Чтобы не упасть от смеха и не расхохотаться в лицо взбешенному начальству, я вцепилась в стену и прикусила нижнюю губу.
– Кто нацарапал сии пасквильные штуки? – вопросил Григорий Семенович. – Немедленно отвечайте, иначе уволю всех!
– Дарья Ивановна Васильева, – мигом сдали меня коллеги.
Весь гнев, вся злоба начальства упали на мою ни в чем не повинную голову. Я старательно объясняла, что просто переписала принесенные бумажки и только, но ректор не желал ничего слушать. Я мигом превратилась в его первого врага. Григорий Семенович, человек злопамятный, мстительный и непомерно самолюбивый, вознамерился стереть меня с лица земли. Спас несчастную Дашутку статус матери-одиночки, уволить такую женщину в советские времена было не так-то просто, требовалось решение профсоюзного комитета, а его председательница, Нюся Кокатонова, не побоялась заступиться за меня, героический поступок по тем временам. Уволить меня не уволили, но с тех пор ни разу не выписали премии и никак не отметили, даже на Восьмое марта пару лет не дарили подарков. Когда ректор выгнал нас из кабинета, я налетела на Андрюшку:
– Где ты взял эту белиберду?
– Так кто ж знал!
– Говори!
– На, смотри, – Андрей сунул мне под нос книгу.

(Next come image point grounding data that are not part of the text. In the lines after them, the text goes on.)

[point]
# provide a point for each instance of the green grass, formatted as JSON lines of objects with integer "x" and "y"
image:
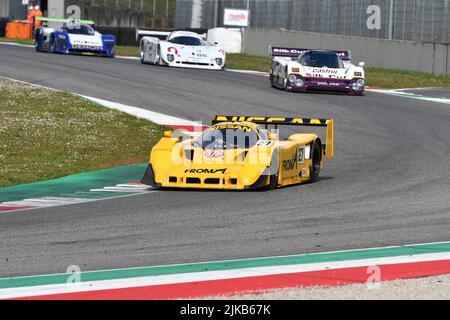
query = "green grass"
{"x": 21, "y": 41}
{"x": 48, "y": 134}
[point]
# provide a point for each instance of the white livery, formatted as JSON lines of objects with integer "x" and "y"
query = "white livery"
{"x": 303, "y": 70}
{"x": 181, "y": 49}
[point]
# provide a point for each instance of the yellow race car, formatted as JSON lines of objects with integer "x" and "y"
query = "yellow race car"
{"x": 240, "y": 153}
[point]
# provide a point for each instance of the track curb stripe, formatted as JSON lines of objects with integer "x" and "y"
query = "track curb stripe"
{"x": 259, "y": 284}
{"x": 438, "y": 254}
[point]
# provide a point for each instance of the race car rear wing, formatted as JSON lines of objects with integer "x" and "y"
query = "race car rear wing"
{"x": 278, "y": 121}
{"x": 47, "y": 19}
{"x": 295, "y": 52}
{"x": 157, "y": 33}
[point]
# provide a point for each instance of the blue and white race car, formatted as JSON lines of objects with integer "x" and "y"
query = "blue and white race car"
{"x": 75, "y": 37}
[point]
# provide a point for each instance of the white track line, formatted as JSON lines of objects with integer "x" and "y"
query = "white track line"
{"x": 211, "y": 275}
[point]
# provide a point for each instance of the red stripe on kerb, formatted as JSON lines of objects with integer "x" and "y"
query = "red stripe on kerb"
{"x": 13, "y": 208}
{"x": 259, "y": 284}
{"x": 187, "y": 128}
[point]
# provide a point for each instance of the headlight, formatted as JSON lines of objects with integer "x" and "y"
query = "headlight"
{"x": 308, "y": 152}
{"x": 358, "y": 85}
{"x": 299, "y": 82}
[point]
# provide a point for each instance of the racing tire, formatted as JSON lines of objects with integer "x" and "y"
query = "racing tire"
{"x": 52, "y": 45}
{"x": 158, "y": 56}
{"x": 36, "y": 42}
{"x": 316, "y": 160}
{"x": 142, "y": 57}
{"x": 274, "y": 170}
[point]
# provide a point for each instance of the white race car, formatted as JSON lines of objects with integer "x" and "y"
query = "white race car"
{"x": 181, "y": 49}
{"x": 303, "y": 70}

Я прочитала название и фамилию автора: «Г. Серебров. Мои поездки в Японию».
– На десятой странице, – пролепетал Андрей.
Я раскрыла текст. «Мы прибыли в Токио около девяти утра, на гостинице виднелись приветственные лозунги. Японские иероглифы очень красивы, поэтому привожу их здесь…» Дальше следовала пара строчек абракадабры и заверения «…думаю, вы не знаете японского, поэтому переведу: «Мир, май, дружба», «Да здравствует спорт».
– Утром я эту книжку в метро читал, – оправдывался Андрей, – когда Семеныч разорался, мигом вспомнил.
Я молча захлопнула книгу. Все понятно, этот врун, журналист-международник Г. Серебров, совершенно не владеет японским, но, с другой стороны, он был абсолютно уверен, что никто из читателей не разбирается в иероглифах. Решив для пущей убедительности «украсить» свой опус, он ничтоже сумняшеся схватил первую попавшуюся вещь, а под рукой оказалась коробочка с интимной принадлежностью, и, не испытывая ни малейших угрызений совести, перекатал текст. Думаю, мерзкий Г. Серебров и не предполагал, к каким последствиям приведет его отвратительный поступок!
Все шишки, как всегда, достались мне. Вот и сейчас следовало похудеть Марго, кто же виноват, что Федор «зазомбировал» Зайку? Ну, угадайте с трех раз! Правильно, я!!!
– Быстро прими меры, – пнула «академика» Маня, – Зая, конечно, дура – так из-за фигуры убиваться – но это уже другое дело.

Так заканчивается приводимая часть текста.